'Strange not facing Nadal,' says Djokovic before 10th Rome final

·2-min read

Novak Djokovic said on Sunday it felt "strange" not playing Rafael Nadal in the final of the Italian Open as he prepares to meet his great rival's slayer for the Rome trophy on Sunday.

The Serbian, a four-time winner, takes on Argentine Diego Schwartzman in his 10th final on the clay of the Foro Italico, after dominating Norwegian Casper Ruud 7-5, 6-3 in Sunday's semi-finals.

Eight seed Schwartzman battled past Canadian Denis Shapovalov 6-4, 5-7, 7-6 (7/4), a day after dumping Nadal in the quarter-finals.

"Of course, you know, with Nadal in the finals and without Nadal in the finals makes a big difference," said Djokovic, who has lost three to Nadal, including last season. 

"Most of the finals that I reached in the big events on clay I played against Rafa," continued the Serb. 

"So it's going to be strange not facing him."

Djokovic has won all four of his previous meetings against Schwartzman, but Nadal had beaten the Argentine in all nine of their previous meetings.

"I won't underestimate anybody that steps on the court against me tomorrow," said the 33-year-old Serb.

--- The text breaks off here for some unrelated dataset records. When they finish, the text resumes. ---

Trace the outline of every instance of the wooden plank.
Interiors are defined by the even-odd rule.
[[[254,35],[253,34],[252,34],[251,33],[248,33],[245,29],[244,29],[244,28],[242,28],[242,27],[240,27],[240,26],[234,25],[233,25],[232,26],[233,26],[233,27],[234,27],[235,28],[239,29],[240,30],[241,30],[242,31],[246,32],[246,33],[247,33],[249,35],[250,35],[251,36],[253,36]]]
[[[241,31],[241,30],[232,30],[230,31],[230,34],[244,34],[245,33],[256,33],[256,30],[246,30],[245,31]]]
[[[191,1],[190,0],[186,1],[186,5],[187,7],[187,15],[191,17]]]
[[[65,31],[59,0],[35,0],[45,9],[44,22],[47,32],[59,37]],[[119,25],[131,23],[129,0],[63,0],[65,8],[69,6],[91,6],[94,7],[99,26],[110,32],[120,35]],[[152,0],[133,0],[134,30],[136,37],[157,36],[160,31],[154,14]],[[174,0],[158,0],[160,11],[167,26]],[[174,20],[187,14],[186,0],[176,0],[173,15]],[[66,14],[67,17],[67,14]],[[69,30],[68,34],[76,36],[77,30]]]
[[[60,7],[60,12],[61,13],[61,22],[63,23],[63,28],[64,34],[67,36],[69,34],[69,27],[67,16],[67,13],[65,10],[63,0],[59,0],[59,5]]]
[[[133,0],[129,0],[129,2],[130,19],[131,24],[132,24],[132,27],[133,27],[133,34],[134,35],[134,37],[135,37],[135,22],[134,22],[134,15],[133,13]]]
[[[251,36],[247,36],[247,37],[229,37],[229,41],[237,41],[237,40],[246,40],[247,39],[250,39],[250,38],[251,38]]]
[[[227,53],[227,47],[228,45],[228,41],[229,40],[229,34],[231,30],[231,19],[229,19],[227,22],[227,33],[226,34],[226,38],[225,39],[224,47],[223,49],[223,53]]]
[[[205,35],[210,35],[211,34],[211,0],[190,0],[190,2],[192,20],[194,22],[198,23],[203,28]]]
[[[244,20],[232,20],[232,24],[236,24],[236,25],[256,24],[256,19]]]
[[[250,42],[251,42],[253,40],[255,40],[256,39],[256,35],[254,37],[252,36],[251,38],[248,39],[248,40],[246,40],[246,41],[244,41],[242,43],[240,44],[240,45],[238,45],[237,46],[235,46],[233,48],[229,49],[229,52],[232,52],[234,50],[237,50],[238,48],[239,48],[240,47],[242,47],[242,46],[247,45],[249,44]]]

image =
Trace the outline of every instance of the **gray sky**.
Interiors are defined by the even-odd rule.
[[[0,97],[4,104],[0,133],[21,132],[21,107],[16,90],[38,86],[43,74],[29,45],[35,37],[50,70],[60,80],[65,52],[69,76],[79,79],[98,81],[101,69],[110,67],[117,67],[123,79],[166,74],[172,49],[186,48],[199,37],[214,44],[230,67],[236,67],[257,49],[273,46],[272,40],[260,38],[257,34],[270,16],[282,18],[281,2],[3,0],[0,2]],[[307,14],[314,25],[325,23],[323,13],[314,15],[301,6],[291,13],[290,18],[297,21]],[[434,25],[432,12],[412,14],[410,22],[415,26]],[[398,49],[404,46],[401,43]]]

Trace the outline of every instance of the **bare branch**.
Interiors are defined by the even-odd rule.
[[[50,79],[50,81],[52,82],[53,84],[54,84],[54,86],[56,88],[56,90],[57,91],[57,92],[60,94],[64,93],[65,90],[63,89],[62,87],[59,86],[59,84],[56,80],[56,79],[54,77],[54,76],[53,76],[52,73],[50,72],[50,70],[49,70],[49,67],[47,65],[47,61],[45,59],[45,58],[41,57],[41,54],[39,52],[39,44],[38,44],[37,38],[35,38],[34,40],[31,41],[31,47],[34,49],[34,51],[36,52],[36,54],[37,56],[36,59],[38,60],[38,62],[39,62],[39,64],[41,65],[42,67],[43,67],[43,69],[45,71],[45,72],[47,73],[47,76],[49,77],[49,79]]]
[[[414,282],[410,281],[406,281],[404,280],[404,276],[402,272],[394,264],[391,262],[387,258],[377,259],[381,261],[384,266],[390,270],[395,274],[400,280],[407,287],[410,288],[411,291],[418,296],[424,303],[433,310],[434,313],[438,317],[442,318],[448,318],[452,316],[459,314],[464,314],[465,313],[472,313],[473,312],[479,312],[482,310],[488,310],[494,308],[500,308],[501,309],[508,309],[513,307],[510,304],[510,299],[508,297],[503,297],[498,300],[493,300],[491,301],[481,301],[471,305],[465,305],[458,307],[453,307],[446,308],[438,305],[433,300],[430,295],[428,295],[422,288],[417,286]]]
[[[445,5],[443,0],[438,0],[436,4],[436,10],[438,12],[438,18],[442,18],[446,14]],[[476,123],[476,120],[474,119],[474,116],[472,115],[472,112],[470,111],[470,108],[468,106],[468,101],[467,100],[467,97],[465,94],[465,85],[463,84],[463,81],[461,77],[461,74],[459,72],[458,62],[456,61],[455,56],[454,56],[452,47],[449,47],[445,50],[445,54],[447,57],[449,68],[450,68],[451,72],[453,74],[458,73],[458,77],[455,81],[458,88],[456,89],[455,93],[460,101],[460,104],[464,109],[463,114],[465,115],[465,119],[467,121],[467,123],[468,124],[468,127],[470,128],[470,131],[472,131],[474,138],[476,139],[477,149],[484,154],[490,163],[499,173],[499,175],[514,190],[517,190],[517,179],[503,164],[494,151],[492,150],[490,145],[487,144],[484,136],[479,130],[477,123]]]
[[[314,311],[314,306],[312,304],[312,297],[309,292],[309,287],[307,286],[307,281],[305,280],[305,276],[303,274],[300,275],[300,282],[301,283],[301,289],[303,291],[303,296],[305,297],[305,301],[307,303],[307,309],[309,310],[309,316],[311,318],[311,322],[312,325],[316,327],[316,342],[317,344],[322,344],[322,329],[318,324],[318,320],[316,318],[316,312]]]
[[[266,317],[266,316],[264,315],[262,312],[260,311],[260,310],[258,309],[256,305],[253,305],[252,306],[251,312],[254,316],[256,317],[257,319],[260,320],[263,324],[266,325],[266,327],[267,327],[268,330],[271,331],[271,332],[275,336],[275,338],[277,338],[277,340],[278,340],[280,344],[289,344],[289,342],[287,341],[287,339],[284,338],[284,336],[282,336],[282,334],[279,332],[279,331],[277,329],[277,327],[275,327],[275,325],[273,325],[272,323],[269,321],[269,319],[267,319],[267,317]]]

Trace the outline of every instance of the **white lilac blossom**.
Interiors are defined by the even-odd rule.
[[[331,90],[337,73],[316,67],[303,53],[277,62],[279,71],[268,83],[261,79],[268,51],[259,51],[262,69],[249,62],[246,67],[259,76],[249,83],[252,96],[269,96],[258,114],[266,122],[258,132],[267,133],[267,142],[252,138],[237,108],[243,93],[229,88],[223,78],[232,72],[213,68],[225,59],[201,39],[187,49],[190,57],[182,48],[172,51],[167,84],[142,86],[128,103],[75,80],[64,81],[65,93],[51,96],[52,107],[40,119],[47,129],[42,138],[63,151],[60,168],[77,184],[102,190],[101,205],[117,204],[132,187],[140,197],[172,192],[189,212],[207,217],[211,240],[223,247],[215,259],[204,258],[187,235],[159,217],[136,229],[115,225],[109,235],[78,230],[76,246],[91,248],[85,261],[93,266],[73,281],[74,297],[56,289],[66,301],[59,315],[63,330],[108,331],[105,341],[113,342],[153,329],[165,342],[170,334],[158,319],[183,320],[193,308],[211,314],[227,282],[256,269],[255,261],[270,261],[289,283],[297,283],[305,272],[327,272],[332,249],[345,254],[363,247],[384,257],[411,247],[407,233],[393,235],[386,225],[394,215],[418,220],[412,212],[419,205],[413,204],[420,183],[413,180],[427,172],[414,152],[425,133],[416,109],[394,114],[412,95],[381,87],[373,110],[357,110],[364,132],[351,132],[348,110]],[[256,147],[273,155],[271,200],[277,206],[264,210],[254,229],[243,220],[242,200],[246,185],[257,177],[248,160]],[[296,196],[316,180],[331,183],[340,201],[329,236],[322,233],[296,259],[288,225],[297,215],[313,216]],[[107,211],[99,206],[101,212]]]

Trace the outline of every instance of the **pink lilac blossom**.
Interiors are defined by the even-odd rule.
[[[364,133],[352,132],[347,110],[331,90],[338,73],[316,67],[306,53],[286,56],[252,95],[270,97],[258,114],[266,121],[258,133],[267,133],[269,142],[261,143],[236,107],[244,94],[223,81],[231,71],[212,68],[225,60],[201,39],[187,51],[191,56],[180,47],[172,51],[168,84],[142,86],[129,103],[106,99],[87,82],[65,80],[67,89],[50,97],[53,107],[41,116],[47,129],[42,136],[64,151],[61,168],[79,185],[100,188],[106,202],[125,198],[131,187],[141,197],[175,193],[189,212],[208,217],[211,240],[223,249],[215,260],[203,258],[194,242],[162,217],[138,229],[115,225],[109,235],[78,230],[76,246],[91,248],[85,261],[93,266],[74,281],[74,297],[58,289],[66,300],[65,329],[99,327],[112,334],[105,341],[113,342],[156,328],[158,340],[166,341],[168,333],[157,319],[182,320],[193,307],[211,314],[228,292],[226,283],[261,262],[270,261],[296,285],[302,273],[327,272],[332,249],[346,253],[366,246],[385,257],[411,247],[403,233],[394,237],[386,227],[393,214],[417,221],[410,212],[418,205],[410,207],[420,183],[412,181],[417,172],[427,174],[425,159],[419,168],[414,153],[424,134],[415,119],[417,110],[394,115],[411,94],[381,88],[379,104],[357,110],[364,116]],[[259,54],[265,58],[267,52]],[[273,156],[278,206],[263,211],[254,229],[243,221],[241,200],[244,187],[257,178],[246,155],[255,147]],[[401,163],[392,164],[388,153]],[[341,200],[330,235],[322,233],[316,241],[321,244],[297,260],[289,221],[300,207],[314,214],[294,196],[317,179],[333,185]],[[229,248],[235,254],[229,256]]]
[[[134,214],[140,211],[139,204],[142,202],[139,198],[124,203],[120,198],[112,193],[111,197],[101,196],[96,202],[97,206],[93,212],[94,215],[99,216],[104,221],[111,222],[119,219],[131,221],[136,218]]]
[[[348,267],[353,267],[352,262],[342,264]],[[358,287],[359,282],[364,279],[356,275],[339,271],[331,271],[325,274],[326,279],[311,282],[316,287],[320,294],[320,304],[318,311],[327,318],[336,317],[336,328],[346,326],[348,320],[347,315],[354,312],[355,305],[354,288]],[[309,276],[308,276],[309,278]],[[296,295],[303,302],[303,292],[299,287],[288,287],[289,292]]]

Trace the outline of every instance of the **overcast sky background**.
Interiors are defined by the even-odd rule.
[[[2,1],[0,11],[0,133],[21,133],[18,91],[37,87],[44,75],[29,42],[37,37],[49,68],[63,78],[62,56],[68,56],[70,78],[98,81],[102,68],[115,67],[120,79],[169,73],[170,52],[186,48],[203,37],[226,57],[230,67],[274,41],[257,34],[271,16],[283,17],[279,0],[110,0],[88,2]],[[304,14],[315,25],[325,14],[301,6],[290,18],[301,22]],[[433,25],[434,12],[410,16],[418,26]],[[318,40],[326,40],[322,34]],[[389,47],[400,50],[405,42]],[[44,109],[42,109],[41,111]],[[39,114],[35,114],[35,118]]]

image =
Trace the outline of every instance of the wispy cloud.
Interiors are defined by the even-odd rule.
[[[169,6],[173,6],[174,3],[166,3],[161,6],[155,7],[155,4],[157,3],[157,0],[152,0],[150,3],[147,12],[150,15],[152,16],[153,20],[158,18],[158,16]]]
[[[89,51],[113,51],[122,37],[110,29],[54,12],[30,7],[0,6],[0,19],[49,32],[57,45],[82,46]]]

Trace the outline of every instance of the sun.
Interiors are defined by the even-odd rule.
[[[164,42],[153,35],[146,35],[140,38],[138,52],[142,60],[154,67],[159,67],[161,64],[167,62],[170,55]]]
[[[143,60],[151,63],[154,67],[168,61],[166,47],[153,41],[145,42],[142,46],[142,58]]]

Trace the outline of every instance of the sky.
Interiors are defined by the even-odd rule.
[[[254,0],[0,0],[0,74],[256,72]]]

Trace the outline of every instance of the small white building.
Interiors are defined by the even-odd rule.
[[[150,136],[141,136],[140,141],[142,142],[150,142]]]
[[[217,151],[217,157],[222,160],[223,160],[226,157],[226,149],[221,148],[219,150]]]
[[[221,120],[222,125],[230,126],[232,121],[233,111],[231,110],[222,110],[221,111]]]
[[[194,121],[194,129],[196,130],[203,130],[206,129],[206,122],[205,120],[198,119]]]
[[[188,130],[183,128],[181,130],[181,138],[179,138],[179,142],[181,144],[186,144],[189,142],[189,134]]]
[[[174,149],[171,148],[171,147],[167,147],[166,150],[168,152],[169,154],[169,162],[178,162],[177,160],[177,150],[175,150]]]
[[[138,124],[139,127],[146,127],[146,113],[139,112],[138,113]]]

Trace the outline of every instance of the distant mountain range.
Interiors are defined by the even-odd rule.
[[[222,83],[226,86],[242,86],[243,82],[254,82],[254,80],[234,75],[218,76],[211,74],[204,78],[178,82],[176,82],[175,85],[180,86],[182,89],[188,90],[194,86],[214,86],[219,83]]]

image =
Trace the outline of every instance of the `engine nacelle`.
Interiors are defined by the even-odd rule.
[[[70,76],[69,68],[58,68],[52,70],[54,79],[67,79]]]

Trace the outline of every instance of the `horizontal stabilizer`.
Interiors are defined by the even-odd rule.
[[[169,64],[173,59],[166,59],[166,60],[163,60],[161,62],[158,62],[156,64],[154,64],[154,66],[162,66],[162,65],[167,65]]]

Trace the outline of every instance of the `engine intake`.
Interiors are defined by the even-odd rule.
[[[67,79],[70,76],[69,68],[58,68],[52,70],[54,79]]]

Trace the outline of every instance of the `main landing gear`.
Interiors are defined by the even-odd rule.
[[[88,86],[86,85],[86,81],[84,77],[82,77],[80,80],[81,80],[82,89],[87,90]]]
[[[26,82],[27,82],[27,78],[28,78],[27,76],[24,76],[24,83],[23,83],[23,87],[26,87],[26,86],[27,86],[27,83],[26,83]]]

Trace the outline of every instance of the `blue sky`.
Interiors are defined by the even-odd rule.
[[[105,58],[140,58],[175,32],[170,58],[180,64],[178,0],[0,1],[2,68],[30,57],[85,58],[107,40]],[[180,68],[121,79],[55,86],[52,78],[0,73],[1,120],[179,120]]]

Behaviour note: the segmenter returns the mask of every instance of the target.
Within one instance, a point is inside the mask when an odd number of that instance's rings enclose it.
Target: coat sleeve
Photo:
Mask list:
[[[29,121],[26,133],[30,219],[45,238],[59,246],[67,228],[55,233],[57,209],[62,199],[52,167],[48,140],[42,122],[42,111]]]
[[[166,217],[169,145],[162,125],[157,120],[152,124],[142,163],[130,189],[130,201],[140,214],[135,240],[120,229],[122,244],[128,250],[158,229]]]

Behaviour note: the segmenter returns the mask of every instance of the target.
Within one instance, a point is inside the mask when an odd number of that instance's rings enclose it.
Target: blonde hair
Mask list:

"Diego played the match of his life (against Nadal).

"He was so impressive. And that proves that anything is possible, even Nadal who is probably the toughest challenge in our sport, playing Nadal on clay. 

"But he managed to win in straight sets, so that proves his quality."

Djokovic will bid for a record 36th Masters title on Sunday, being currently tied on 35 with Nadal.

For Schwartzman, ranked 15th, a top ten place in the world is at stake, and a fourth career title.

"I have two dreams, you know, tomorrow," said the 28-year-old from Buenos Aires. 

"One, it's winning a tournament like this. And the second one, be top 10. Both are there tomorrow on court against Novak. 

"I know it's very difficult. I need to play more than my 100%. I don't want to say impossible, because it's not impossible. 

"I know can beat him."

Djokovic was pushed in his first meeting with 34th-ranked Ruud, but knew how to tighten his game at key moments of an intense match, to the delight of the fans.

For the first time on Sunday a maximum of 1,000 people were authorised in the stands.

"I missed them a lot and all the players missed them," said Djokovic.

"I hope we will see more in the next tournaments as well, it was great news when we found out that we would be playing in front of an audience."